The Ontario government has reached a tentative agreement with its public high-school teachers' union to extend the current contract, the last education union to do so.

The Ontario Secondary School Teachers' Federation said on Thursday that it had agreed on a deal to extend its contract for teachers and support staff by two years.

If deals with all education unions are ratified, it will mean that Premier Kathleen Wynne, who is in the fight of her life to win voters, won't have to contend with labour disputes in schools during the coming election.

Education Minister Mitzie Hunter described the discussions with OSSTF as "extremely collaborative and productive."

All collective agreements with education workers in the province were to expire in August, and even a one-year extension would have given the Liberals labour peace during an election, which is expected to be held in the spring of 2018.

Only after The Globe and Mail revealed last September that the government was in discussions to extend the contract with the OSSTF did the Liberals confirm they had offered extensions to all unions that were part of a lawsuit against the province over Bill 115, a 2012 piece of legislation that imposed contracts on education workers and suspended their right to strike. The OSSTF, ETFO and the Canadian Union of Public Employees, among others, won a court ruling last year deeming Bill 115 unconstitutional. The unions were discussing compensation with the province; the contract extension was an option the government put on the table.

In its agreement with the government, the OSSTF also reached a remedy on its Bill 115 lawsuit.

Paul Elliott, president of the OSSTF, declined comment on Thursday, saying that he will speak following the ratification vote on the contract extension and lawsuit remedy.

Two other unions, the Canadian Union of Public Employees, which represents educational assistants, early childhood educators and custodians, and French-language teachers, recently ratified their two-year contract extensions with the government.

The deal with CUPE includes a 4-per-cent wage increase over two years. That is similar to tentative deals the government has reached with other education unions, including public elementary school teachers and Catholic teachers.

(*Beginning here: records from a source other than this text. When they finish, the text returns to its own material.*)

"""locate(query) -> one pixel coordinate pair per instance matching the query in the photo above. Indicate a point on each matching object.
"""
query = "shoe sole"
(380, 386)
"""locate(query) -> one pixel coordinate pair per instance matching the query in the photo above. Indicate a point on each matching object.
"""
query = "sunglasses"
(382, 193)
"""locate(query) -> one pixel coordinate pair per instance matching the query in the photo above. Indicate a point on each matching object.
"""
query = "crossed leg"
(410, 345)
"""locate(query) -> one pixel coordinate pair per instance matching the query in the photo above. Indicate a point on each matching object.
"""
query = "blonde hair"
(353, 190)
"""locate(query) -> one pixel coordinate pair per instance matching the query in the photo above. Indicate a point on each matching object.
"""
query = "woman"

The tentative agreement with the Catholic teachers also includes more supports for students with special needs, and, according to news reports, the government has agreed to cap kindergarten classes at 30 students in its tentative deal with the Elementary Teachers' Federation of Ontario. The current agreement ended a tough series of negotiations with all education-worker unions, during which the OSSTF held strikes at school boards in the Toronto area and in Northern Ontario, and the government legislated teachers back to work.

Wrestling a deficit, the province insisted all labour deals be "net zero," meaning something must be cut to offset the cost of raises.

But Ms. Wynne recently indicated that she was ready to loosen the purse strings for the next round of talks with public-sector unions.